I have several NVIDIA Jetson Xavier’s that I have applied some security measures including disk encryption. Recently one of them got into a boot loop state after power was abruptly cut. The the serial console shows “Checking in progress on 1 disk” on repeat so it appears to me like the dirty bit is set and fsck is trying to run on the encrypted drive but probably failing because its encrypted. So I have 2 questions:
Any recommendations for how to recover the computer with the boot loop problem
How can I adjust my other computers so they don’t suffer the same fate? Due to the nature of my application its hard to prevent unexpected power loss.
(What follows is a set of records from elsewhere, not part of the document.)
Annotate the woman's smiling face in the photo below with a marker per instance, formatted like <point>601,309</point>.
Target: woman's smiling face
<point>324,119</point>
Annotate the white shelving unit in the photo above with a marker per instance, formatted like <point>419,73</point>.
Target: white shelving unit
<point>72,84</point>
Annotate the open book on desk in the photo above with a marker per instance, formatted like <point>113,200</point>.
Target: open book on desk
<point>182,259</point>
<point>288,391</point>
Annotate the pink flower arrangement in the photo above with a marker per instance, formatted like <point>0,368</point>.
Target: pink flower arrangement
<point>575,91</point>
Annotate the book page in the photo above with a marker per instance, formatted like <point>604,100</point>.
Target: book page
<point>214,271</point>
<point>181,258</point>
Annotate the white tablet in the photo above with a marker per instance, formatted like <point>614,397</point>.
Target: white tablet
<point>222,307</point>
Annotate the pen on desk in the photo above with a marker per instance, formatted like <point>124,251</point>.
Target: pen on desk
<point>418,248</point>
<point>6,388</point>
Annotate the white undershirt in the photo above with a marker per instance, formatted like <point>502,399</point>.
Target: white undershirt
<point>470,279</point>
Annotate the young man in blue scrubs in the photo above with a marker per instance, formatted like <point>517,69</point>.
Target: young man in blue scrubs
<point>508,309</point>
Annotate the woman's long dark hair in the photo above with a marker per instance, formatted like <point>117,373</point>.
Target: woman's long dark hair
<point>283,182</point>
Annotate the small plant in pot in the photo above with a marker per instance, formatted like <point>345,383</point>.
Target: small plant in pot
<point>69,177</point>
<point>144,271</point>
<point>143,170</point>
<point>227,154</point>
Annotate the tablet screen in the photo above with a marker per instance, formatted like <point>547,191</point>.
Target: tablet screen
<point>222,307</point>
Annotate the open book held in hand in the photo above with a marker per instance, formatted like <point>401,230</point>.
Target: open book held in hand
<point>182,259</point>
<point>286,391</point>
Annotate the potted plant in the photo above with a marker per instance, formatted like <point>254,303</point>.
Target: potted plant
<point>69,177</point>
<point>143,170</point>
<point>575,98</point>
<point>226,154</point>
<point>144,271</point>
I don’t know the answer. I will suggest though that if you can clone the rootfs, and then work on the clone on another Linux PC with LVM and encrypted partition setup, that you can probably succeed on the clone under loopback. Then the corrected clone could be flashed back.
If this were a PC with a GRUB command line, I’d know how to add some arguments to boot to force it to go to fsck without trying to mount the drive first (which helps because mounting breaks some fsck scenarios). It might even be that this could be done from the UEFI boot command line, but I don’t know.
The gist is that when you add this to the kernel command line it goes to fsck: fsck.mode=force (optionally you could also add "fsck.repair=yes`")
Anyone know how to add that to the kernel command line from the UEFI console on a Jetson (which does not use GRUB)? Possibly that could avoid the need for clone->fix->reflash.